いつ呪いにかかるかわからない恐怖は残ったまま。
さすがのユスティーナも、精神的に参っているのだろう。
「あうー……」
「ママ、大丈夫かな……?」
ノルンとメルクリアは心配そうだ。
「大丈夫だ」
二人を抱きしめる。
「あうー?」
「パパ?」
「ユスティーナは絶対に助けてみせる。
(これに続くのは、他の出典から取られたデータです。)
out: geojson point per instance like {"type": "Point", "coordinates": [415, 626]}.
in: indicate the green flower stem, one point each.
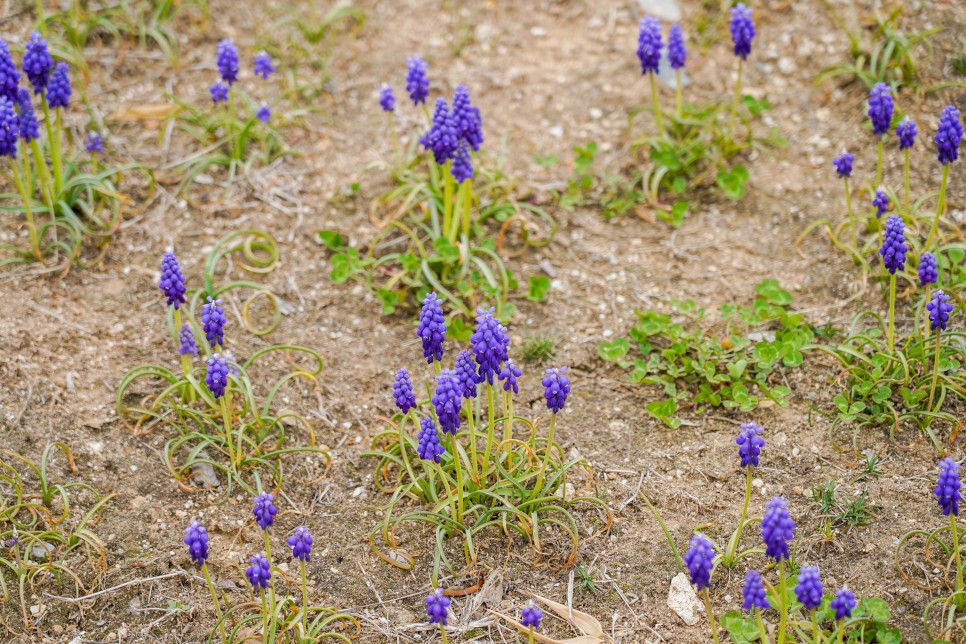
{"type": "Point", "coordinates": [940, 207]}
{"type": "Point", "coordinates": [214, 596]}
{"type": "Point", "coordinates": [657, 106]}
{"type": "Point", "coordinates": [707, 605]}
{"type": "Point", "coordinates": [737, 97]}
{"type": "Point", "coordinates": [546, 457]}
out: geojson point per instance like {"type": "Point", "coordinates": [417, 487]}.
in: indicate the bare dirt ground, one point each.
{"type": "Point", "coordinates": [547, 76]}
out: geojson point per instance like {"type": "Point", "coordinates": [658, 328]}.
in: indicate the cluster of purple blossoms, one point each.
{"type": "Point", "coordinates": [939, 309]}
{"type": "Point", "coordinates": [264, 510]}
{"type": "Point", "coordinates": [894, 247]}
{"type": "Point", "coordinates": [429, 447]}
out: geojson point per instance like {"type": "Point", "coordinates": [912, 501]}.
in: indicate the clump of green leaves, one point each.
{"type": "Point", "coordinates": [733, 368]}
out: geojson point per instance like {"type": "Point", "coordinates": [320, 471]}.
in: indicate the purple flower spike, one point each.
{"type": "Point", "coordinates": [264, 510]}
{"type": "Point", "coordinates": [777, 529]}
{"type": "Point", "coordinates": [894, 247]}
{"type": "Point", "coordinates": [939, 310]}
{"type": "Point", "coordinates": [402, 391]}
{"type": "Point", "coordinates": [216, 378]}
{"type": "Point", "coordinates": [808, 591]}
{"type": "Point", "coordinates": [749, 443]}
{"type": "Point", "coordinates": [753, 592]}
{"type": "Point", "coordinates": [219, 92]}
{"type": "Point", "coordinates": [9, 129]}
{"type": "Point", "coordinates": [742, 30]}
{"type": "Point", "coordinates": [387, 100]}
{"type": "Point", "coordinates": [301, 543]}
{"type": "Point", "coordinates": [700, 560]}
{"type": "Point", "coordinates": [556, 388]}
{"type": "Point", "coordinates": [843, 604]}
{"type": "Point", "coordinates": [928, 272]}
{"type": "Point", "coordinates": [448, 401]}
{"type": "Point", "coordinates": [509, 377]}
{"type": "Point", "coordinates": [187, 339]}
{"type": "Point", "coordinates": [436, 607]}
{"type": "Point", "coordinates": [843, 164]}
{"type": "Point", "coordinates": [880, 202]}
{"type": "Point", "coordinates": [196, 538]}
{"type": "Point", "coordinates": [263, 65]}
{"type": "Point", "coordinates": [29, 128]}
{"type": "Point", "coordinates": [947, 487]}
{"type": "Point", "coordinates": [949, 135]}
{"type": "Point", "coordinates": [228, 61]}
{"type": "Point", "coordinates": [649, 45]}
{"type": "Point", "coordinates": [432, 328]}
{"type": "Point", "coordinates": [213, 321]}
{"type": "Point", "coordinates": [490, 344]}
{"type": "Point", "coordinates": [881, 107]}
{"type": "Point", "coordinates": [677, 55]}
{"type": "Point", "coordinates": [417, 84]}
{"type": "Point", "coordinates": [9, 74]}
{"type": "Point", "coordinates": [172, 280]}
{"type": "Point", "coordinates": [259, 573]}
{"type": "Point", "coordinates": [906, 131]}
{"type": "Point", "coordinates": [429, 447]}
{"type": "Point", "coordinates": [37, 62]}
{"type": "Point", "coordinates": [531, 615]}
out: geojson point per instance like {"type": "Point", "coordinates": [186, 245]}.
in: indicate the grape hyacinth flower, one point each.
{"type": "Point", "coordinates": [172, 280]}
{"type": "Point", "coordinates": [264, 510]}
{"type": "Point", "coordinates": [429, 447]}
{"type": "Point", "coordinates": [402, 391]}
{"type": "Point", "coordinates": [417, 84]}
{"type": "Point", "coordinates": [58, 89]}
{"type": "Point", "coordinates": [37, 62]}
{"type": "Point", "coordinates": [216, 378]}
{"type": "Point", "coordinates": [196, 538]}
{"type": "Point", "coordinates": [187, 340]}
{"type": "Point", "coordinates": [9, 74]}
{"type": "Point", "coordinates": [228, 60]}
{"type": "Point", "coordinates": [436, 607]}
{"type": "Point", "coordinates": [213, 321]}
{"type": "Point", "coordinates": [259, 573]}
{"type": "Point", "coordinates": [263, 65]}
{"type": "Point", "coordinates": [928, 271]}
{"type": "Point", "coordinates": [432, 328]}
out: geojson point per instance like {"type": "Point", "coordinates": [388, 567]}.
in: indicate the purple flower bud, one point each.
{"type": "Point", "coordinates": [196, 538]}
{"type": "Point", "coordinates": [949, 135]}
{"type": "Point", "coordinates": [753, 592]}
{"type": "Point", "coordinates": [906, 131]}
{"type": "Point", "coordinates": [436, 607]}
{"type": "Point", "coordinates": [881, 107]}
{"type": "Point", "coordinates": [750, 443]}
{"type": "Point", "coordinates": [939, 310]}
{"type": "Point", "coordinates": [301, 543]}
{"type": "Point", "coordinates": [259, 573]}
{"type": "Point", "coordinates": [213, 321]}
{"type": "Point", "coordinates": [742, 30]}
{"type": "Point", "coordinates": [429, 447]}
{"type": "Point", "coordinates": [172, 280]}
{"type": "Point", "coordinates": [263, 65]}
{"type": "Point", "coordinates": [808, 591]}
{"type": "Point", "coordinates": [37, 62]}
{"type": "Point", "coordinates": [894, 247]}
{"type": "Point", "coordinates": [649, 45]}
{"type": "Point", "coordinates": [216, 378]}
{"type": "Point", "coordinates": [700, 560]}
{"type": "Point", "coordinates": [432, 328]}
{"type": "Point", "coordinates": [556, 388]}
{"type": "Point", "coordinates": [928, 272]}
{"type": "Point", "coordinates": [777, 529]}
{"type": "Point", "coordinates": [417, 85]}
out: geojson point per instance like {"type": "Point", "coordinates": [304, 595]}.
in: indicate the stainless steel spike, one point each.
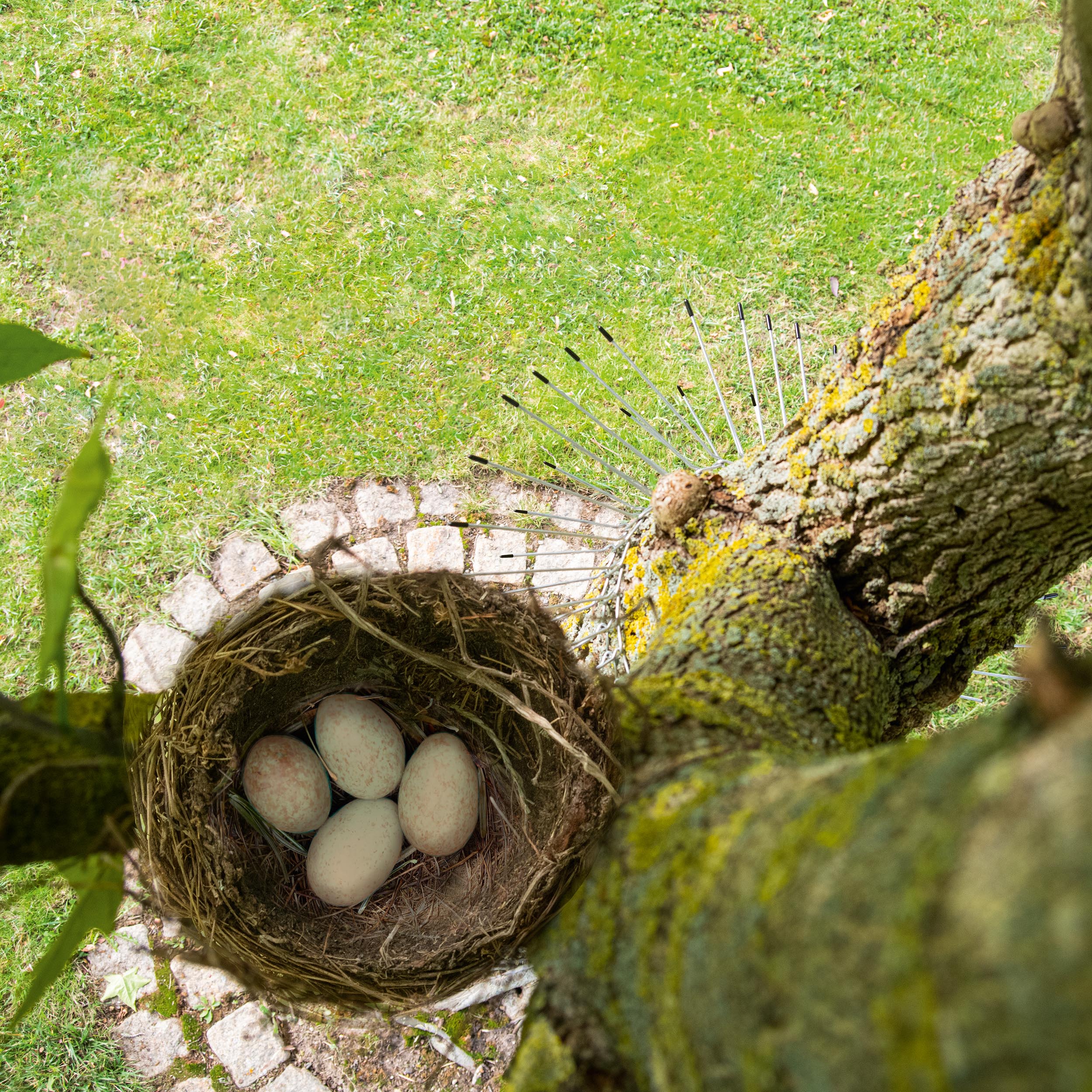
{"type": "Point", "coordinates": [800, 352]}
{"type": "Point", "coordinates": [777, 374]}
{"type": "Point", "coordinates": [577, 608]}
{"type": "Point", "coordinates": [697, 421]}
{"type": "Point", "coordinates": [654, 467]}
{"type": "Point", "coordinates": [750, 368]}
{"type": "Point", "coordinates": [591, 485]}
{"type": "Point", "coordinates": [570, 519]}
{"type": "Point", "coordinates": [634, 411]}
{"type": "Point", "coordinates": [660, 394]}
{"type": "Point", "coordinates": [549, 485]}
{"type": "Point", "coordinates": [712, 375]}
{"type": "Point", "coordinates": [557, 584]}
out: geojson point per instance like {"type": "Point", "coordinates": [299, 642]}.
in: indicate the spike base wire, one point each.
{"type": "Point", "coordinates": [597, 624]}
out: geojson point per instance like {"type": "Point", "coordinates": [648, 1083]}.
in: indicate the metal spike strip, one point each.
{"type": "Point", "coordinates": [697, 421]}
{"type": "Point", "coordinates": [579, 447]}
{"type": "Point", "coordinates": [656, 468]}
{"type": "Point", "coordinates": [529, 531]}
{"type": "Point", "coordinates": [674, 450]}
{"type": "Point", "coordinates": [592, 575]}
{"type": "Point", "coordinates": [656, 390]}
{"type": "Point", "coordinates": [577, 608]}
{"type": "Point", "coordinates": [549, 485]}
{"type": "Point", "coordinates": [777, 374]}
{"type": "Point", "coordinates": [750, 368]}
{"type": "Point", "coordinates": [591, 485]}
{"type": "Point", "coordinates": [570, 519]}
{"type": "Point", "coordinates": [712, 375]}
{"type": "Point", "coordinates": [800, 352]}
{"type": "Point", "coordinates": [637, 415]}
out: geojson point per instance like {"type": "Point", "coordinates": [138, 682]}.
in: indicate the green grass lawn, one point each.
{"type": "Point", "coordinates": [320, 241]}
{"type": "Point", "coordinates": [58, 1047]}
{"type": "Point", "coordinates": [317, 241]}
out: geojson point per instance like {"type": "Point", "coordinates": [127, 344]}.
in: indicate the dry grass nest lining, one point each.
{"type": "Point", "coordinates": [440, 652]}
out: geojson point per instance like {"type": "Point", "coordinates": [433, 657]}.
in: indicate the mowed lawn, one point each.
{"type": "Point", "coordinates": [318, 241]}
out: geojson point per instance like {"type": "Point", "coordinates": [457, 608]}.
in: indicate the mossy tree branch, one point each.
{"type": "Point", "coordinates": [913, 916]}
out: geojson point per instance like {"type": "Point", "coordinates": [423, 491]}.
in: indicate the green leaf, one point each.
{"type": "Point", "coordinates": [84, 486]}
{"type": "Point", "coordinates": [125, 986]}
{"type": "Point", "coordinates": [24, 351]}
{"type": "Point", "coordinates": [100, 886]}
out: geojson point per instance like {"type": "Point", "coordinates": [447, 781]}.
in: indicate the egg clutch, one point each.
{"type": "Point", "coordinates": [363, 752]}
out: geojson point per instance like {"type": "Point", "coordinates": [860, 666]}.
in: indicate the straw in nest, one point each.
{"type": "Point", "coordinates": [439, 652]}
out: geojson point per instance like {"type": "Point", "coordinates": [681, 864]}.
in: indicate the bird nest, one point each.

メルクリアのがんばりを無駄になんてしない。だから、二人は安心しててくれ」
「……うん! ありがとう、パパ」
「よし。じゃあ、今日はもう遅いから寝た方がいい」
「あう!」
「はーい。ママは一人になりたいかもだから、私達はここで寝るね」
メルクリアは元気に言うと、ノルンと一緒にソファーに横になった。
そんなところで……と思うのだけど、二人共、体が小さいから問題ない。
枕と毛布をもってきてやると、二人はすぐに寝息を立て始めた。
「さて」
俺は俺でやることをやろう。
心を整えてから寝室へ。
「……」
ユスティーナはベッドの上で、膝を抱えるようにして座っていた。
その隣に座る。
「……アルト……」
「大丈夫か?」
「うん……大丈夫」
なんて言うけれど、ぜんぜん元気がない。
やっぱり、それなりに堪えているみたいだ。
「大丈夫じゃないだろう?」
「うっ、それは……」
「こんな時くらい、無理はしないでくれ。俺を頼ってほしい」
「でも、アルトに迷惑を……」
「好きな女の子に頼りにされるんだ。迷惑なんてことはない」
「うぅ……アルト!」
ユスティーナが抱きついてきた。
わりと本気の突撃なので、体を鍛えていなかったら危なかったかもしれない。
「ボク、どうなるのかな? どうなっちゃうのかな? し……死んじゃう、のかな……?」
ユスティーナはガタガタと震えていた。
ただ、それは死に対する恐怖じゃない。
それよりも……
「アルトと離れ離れになっちゃうのかな……? メルクリアっていう、かわいい女の子ができるのに……あんなに良い子を残していっちゃうのかな……? やだ、やだやだやだ……怖いよ、アルト」
こんな時でも、他の人のことを第一に考える。
ユスティーナらしい。
「ボク……ボクは……!!!」
「大丈夫だ」
ユスティーナを抱きしめる。
強く、強く。
ぎゅっと、抱きしめた。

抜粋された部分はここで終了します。